It was one of those “something’s not working on my Hack. I’ll try my second 
one” things.

I admit I was doing weirdness on the poor boards. I was trying out running USB 
over CAT 5 and had a USB transmitter and receiver setup with about 150 feet of 
CAT 5 between. The receiver, the unit near to the remote Hack was powered from 
a 5 V linear regulator (LM117 with pot and caps etc). Had the thing working 
pretty well with a bandwidth of 4 Mhz when disaster occurred.

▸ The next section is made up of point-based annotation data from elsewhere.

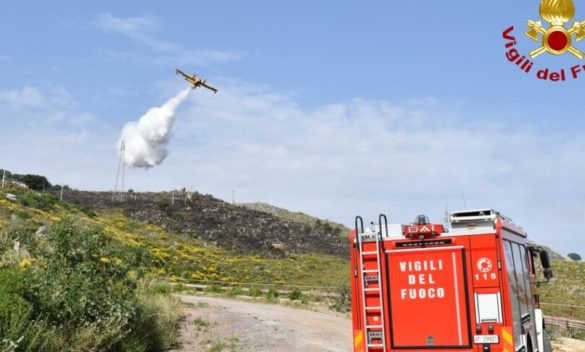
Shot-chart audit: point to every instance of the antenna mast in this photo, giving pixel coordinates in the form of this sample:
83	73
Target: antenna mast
119	186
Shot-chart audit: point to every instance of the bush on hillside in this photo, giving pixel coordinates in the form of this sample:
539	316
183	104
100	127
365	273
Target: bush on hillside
84	291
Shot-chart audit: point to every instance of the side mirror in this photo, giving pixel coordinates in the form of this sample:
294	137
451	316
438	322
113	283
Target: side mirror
544	259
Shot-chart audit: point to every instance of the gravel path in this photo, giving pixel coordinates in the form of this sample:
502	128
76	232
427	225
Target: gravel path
218	324
230	325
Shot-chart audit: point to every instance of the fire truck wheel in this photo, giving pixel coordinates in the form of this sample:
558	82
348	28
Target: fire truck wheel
546	342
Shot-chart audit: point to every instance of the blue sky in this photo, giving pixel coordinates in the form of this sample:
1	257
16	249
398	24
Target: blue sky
333	108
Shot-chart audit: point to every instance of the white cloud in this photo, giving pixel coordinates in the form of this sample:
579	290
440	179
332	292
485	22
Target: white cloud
143	30
336	160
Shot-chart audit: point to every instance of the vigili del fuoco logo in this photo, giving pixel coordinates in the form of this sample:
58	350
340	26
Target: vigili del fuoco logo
555	37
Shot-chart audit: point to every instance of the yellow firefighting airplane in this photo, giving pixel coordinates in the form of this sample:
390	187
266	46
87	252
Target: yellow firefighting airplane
196	81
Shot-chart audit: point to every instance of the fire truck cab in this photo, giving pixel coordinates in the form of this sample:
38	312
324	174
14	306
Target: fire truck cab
467	286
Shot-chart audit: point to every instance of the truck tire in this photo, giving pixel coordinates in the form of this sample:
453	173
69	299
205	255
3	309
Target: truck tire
547	346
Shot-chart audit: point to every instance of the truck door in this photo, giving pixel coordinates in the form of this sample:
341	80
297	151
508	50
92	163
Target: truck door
429	304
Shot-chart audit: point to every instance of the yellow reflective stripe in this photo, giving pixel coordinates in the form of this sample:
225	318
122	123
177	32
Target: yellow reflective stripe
359	338
507	337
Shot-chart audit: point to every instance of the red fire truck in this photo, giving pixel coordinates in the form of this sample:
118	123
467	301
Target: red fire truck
467	286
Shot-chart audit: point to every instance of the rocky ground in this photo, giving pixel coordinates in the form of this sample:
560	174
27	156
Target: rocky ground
245	230
217	324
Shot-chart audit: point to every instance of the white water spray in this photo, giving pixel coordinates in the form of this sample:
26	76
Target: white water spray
147	139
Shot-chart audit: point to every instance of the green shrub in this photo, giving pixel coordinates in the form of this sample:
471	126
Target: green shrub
39	201
81	296
272	294
342	302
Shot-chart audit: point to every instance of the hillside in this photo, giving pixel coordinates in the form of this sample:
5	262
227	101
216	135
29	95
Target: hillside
299	217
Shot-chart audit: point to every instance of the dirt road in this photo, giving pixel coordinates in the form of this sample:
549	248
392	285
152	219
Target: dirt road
229	325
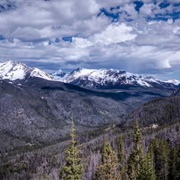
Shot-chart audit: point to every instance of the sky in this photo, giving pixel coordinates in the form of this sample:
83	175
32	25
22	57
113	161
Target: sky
137	36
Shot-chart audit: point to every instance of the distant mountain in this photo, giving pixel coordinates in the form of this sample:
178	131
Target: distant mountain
110	78
16	70
59	75
174	81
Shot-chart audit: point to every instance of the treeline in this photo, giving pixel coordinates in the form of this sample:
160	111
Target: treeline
161	161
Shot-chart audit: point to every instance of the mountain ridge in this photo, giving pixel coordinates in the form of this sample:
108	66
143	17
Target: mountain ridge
110	78
12	71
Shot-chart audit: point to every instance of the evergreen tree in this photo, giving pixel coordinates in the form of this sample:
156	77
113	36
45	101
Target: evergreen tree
161	158
147	171
120	153
121	159
136	156
107	170
73	169
174	164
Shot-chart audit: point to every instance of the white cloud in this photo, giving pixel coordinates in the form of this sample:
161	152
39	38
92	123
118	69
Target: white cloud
114	33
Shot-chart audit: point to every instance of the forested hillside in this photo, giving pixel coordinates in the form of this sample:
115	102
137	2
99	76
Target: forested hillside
153	155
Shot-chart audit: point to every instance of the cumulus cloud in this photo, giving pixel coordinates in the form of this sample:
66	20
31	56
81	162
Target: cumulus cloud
139	41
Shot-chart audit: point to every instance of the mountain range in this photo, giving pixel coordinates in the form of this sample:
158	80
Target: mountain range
36	111
86	78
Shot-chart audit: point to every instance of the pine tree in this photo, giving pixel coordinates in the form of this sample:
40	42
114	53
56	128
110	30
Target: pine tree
120	153
147	171
174	164
107	170
73	169
161	158
136	156
121	159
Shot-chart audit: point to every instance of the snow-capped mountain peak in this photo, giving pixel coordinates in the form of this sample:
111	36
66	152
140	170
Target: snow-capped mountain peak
110	78
12	70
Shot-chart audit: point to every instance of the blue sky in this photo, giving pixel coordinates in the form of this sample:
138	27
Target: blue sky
137	36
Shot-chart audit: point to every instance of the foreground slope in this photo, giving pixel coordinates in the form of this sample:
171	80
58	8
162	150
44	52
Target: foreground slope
39	112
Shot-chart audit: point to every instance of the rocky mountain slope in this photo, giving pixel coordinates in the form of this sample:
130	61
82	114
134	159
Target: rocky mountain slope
16	70
109	78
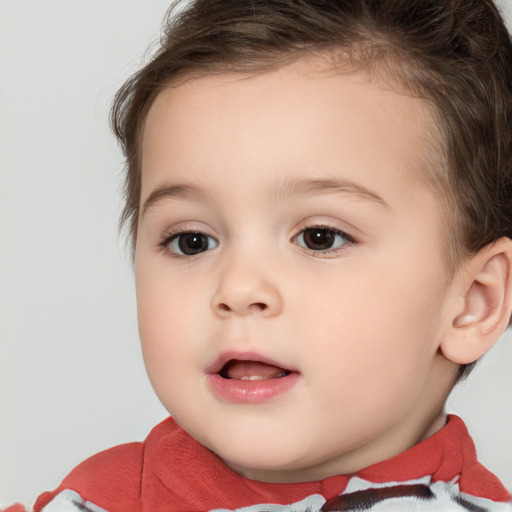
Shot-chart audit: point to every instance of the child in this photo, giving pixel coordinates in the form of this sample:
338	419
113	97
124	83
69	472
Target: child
320	201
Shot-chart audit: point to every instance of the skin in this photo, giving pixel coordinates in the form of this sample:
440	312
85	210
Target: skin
361	324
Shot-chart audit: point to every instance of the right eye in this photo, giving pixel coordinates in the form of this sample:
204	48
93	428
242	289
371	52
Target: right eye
191	243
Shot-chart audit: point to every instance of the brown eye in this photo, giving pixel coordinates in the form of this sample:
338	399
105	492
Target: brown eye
321	239
190	244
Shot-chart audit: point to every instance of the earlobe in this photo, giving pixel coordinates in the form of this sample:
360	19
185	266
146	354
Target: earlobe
486	304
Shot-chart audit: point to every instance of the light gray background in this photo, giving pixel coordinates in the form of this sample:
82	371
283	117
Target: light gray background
72	380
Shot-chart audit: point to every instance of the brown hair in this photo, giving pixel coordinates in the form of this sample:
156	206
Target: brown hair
457	54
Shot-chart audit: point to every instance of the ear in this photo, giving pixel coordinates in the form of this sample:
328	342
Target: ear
484	305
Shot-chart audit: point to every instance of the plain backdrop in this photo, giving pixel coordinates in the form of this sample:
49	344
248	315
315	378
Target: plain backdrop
72	381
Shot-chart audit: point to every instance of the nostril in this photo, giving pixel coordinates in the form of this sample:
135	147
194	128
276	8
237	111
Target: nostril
259	305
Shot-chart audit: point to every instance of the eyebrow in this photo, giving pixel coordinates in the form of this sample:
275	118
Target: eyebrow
179	191
285	189
311	187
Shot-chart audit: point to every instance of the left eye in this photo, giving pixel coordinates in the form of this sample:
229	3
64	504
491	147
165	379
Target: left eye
321	239
190	244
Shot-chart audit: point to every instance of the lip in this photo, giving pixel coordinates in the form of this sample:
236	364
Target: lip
248	391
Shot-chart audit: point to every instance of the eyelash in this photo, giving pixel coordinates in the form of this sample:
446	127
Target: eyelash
170	236
350	240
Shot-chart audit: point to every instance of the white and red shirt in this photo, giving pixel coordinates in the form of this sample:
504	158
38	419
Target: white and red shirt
171	472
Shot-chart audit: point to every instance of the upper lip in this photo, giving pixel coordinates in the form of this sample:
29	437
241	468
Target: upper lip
219	363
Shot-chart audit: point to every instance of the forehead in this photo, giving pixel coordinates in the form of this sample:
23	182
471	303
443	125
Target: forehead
301	116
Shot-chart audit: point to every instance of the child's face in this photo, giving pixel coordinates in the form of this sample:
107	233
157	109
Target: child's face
291	276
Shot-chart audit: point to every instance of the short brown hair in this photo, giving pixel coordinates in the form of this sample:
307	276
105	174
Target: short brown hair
457	54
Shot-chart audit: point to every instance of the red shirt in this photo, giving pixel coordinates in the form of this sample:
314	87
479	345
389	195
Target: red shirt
170	471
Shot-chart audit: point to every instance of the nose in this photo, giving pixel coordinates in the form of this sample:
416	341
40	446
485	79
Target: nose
247	289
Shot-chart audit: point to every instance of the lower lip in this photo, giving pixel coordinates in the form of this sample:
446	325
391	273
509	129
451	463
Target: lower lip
250	391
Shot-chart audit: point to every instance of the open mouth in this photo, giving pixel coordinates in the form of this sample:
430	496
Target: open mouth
236	369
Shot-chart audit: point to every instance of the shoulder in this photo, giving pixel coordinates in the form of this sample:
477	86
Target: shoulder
110	479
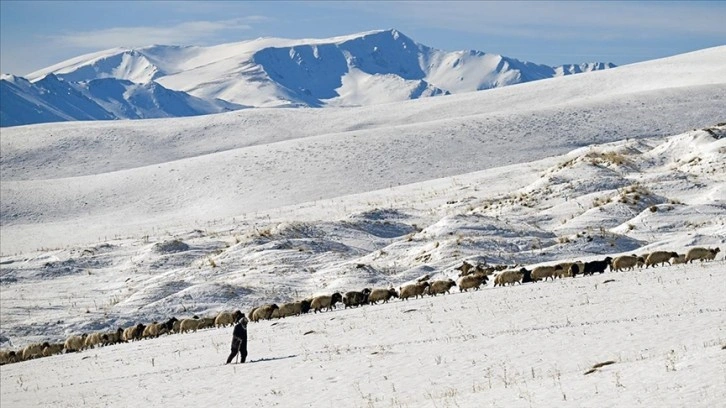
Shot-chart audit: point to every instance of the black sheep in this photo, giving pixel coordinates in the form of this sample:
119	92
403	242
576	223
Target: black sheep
596	266
526	275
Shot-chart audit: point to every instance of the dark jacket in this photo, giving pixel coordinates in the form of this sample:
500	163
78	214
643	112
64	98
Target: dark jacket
239	337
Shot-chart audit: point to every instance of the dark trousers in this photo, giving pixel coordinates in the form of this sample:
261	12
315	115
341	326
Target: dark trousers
233	354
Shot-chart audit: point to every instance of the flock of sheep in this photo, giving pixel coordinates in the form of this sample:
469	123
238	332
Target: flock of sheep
470	277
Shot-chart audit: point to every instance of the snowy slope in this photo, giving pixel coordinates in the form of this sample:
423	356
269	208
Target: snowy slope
524	346
48	100
360	69
267	158
111	224
52	99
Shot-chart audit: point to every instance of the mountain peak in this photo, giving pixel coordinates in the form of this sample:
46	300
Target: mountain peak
371	67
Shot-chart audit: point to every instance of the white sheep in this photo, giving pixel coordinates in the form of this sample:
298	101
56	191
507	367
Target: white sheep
473	281
95	339
702	254
9	357
625	262
509	277
32	351
413	290
75	343
187	325
325	302
227	318
573	268
544	272
659	258
114	337
133	333
441	287
51	349
382	294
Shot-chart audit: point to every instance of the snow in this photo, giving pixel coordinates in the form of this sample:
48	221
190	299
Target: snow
340	71
115	223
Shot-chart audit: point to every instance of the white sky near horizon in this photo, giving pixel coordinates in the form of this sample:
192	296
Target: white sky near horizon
36	34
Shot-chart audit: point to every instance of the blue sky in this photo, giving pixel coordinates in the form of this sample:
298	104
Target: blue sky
36	34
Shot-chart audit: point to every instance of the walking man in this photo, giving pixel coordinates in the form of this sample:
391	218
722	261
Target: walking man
239	340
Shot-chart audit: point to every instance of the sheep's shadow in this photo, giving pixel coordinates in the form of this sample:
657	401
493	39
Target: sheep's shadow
262	360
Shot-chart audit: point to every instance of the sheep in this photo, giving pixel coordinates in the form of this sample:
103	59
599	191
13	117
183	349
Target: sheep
576	268
596	266
187	325
544	272
51	349
624	262
441	287
509	277
294	308
566	269
205	323
94	339
413	290
75	343
382	294
32	351
325	302
8	357
702	254
114	337
659	258
464	268
133	333
227	318
356	299
263	312
474	280
157	329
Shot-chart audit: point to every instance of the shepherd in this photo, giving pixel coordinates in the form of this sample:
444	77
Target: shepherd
239	341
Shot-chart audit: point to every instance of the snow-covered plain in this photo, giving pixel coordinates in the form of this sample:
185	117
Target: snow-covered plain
281	205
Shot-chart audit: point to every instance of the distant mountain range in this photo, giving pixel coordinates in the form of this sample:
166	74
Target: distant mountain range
170	81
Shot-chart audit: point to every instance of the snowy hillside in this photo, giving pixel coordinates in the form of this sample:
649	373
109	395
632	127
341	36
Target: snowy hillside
110	224
52	99
360	69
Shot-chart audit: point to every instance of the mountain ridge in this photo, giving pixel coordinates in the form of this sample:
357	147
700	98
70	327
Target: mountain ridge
367	68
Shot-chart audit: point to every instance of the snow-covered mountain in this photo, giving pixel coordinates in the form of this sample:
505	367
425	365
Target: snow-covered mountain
114	223
360	69
54	99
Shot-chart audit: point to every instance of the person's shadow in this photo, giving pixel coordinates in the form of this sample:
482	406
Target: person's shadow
262	360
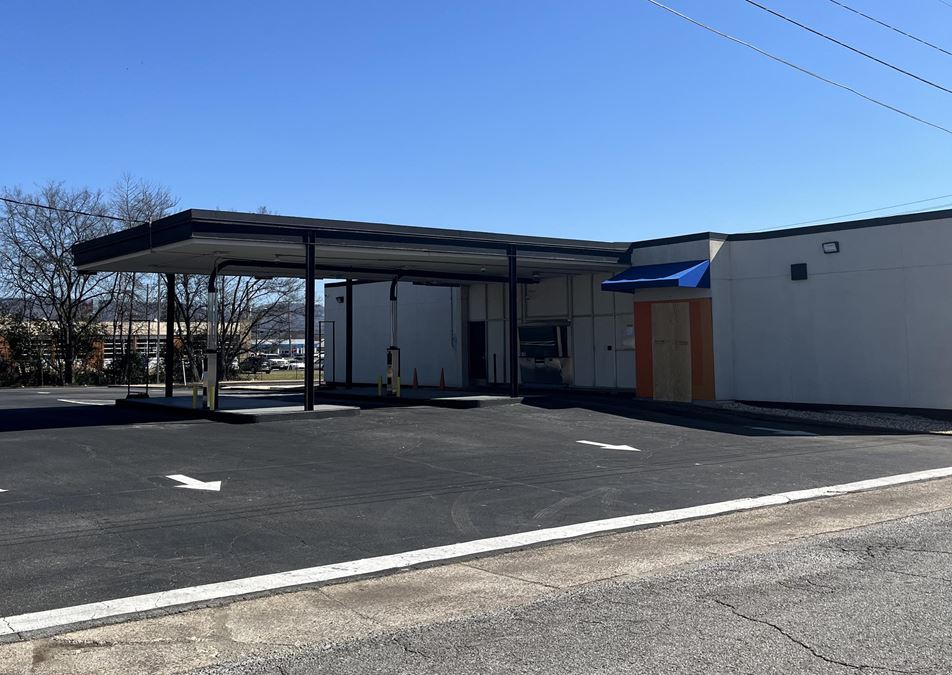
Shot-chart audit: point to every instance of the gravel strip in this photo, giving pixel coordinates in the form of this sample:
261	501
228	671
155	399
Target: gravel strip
897	421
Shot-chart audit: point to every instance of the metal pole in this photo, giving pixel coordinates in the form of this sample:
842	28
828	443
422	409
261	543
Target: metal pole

I found that the CAT 5 receiver was also blown so I did something way wrong.

Some fun.

From: Chuck McManis 
Sent: Tuesday, September 4, 2018 10:55
To: j...@seti.net 
Cc: Hackrf-dev 
Subject: Re: [Hackrf-dev] Two Dead Hacks

Just out of curiosity (and a desire not to step into something) do you know how 
you killed the HackRFs? I've seen people who killed the input or output RF amps 
because they weren't thinking about RF stages, and I've seen a couple of 
reports of people killing them by using poorly regulated battery based power 
supplies.



On Mon, Sep 3, 2018 at 12:20 AM James Brown <j...@seti.net> wrote:

  I managed to kill both my Hacks. Neither one will enumerate on the USB. Tried 
several machines. No Luck.
  Is there a service for repair of these machines?